Of course, acquiescing to one out of a myriad of issues doesn't mean that you'd have to blanketly acquiesce to all differences but, um, how do I say this - without inviting countless "I told you so's"?
So, as carefully as I can state a change in opinion about one matter, here goes...
After being back on Linkedin for a couple of months after my voluntary 90-day hiatus, I started to slowly join a few Linkedin groups. (What can I say, I'm a groupie. We'll just have to live with that...)
BUT, as I started to join those groups, Linkedin implemented its discussion feature for Linkedin Groups.
Now, before I left Linkedin, I'd created just under 100 groups of my own with total memberships of somewhere between 45-65,000. Further to my own groups, I have no earthly idea how many hundreds of other groups I'd joined! But, it was LOTS! Hundreds, for sure...
I'm now in just 32 groups, including 4 or 5 I've created.

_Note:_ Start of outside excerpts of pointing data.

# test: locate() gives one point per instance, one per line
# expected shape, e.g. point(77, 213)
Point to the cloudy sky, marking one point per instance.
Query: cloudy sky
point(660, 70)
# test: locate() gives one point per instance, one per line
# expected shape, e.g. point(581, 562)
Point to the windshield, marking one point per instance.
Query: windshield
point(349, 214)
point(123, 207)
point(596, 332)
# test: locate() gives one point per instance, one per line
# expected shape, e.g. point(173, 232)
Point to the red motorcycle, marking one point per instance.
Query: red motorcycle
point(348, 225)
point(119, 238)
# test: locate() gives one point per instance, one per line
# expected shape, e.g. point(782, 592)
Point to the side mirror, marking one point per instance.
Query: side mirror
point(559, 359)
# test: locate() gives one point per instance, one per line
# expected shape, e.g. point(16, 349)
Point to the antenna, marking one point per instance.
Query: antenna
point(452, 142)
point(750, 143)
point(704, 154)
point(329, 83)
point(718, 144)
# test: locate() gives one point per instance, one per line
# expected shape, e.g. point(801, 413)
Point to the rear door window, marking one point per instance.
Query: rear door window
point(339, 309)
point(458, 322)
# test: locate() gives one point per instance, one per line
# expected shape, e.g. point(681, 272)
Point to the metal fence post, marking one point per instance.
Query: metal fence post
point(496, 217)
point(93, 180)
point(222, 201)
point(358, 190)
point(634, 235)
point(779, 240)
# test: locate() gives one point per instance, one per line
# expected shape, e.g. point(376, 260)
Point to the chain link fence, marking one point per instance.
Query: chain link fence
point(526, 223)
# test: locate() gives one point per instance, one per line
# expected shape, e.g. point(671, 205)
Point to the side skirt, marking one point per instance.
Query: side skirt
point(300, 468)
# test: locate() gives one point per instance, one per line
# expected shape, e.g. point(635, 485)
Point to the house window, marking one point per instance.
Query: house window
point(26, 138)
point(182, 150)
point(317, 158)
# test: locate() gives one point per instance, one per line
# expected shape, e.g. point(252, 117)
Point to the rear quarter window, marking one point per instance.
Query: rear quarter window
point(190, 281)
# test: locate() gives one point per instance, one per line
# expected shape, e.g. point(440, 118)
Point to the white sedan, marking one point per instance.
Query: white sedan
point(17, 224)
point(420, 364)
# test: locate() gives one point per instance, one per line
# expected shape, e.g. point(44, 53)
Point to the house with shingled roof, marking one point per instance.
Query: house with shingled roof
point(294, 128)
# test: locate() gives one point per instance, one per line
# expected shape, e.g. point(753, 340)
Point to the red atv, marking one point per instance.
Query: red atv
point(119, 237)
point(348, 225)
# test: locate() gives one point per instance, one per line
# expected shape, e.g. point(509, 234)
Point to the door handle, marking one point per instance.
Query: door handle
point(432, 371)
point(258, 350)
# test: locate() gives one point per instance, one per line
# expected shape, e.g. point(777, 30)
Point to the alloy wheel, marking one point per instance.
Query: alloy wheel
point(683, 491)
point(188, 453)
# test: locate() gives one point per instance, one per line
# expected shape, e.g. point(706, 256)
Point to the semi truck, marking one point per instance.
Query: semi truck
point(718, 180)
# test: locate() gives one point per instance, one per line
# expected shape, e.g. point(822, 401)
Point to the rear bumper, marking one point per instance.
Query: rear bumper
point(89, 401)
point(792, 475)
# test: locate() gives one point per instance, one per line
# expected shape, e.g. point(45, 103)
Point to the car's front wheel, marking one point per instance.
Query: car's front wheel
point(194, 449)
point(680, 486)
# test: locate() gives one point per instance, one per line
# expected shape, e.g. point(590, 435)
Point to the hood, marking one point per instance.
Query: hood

But now with the discussions feature added, even with my belonging to just 32 groups, the volume of email is QUITE PRONOUNCED! (I clock about 1,200 messages every day even without messages from Linkedin Groups.)
That means that if 32 groups generated a VERY NOTICEABLE INCREASE in my email message load, think about what being in 50 groups would do. And just IMAGINE what being in FIVE HUNDRED Linkedin groups would do to your email volume. (Of course, some of it consists of repeat email messages from cross-postings on different groups within the same professional discipline.)
So, even though I kind of liked all those groups I used to own and belong to, I don't think I would have wanted 10, 20, or even 50 times more email messages than I'm currently getting from Linkedin Groups...
Thus, though the implementation wasn't necessarily the best, it appears that Linkedin may have been correct in limiting members to 50 groups - at least in terms of this measure. (I'm fully aware that Facebook has a group limit of 200 and that Yahoo Groups has no limit...)
How are you handling the increase in messages from Linkedin Groups?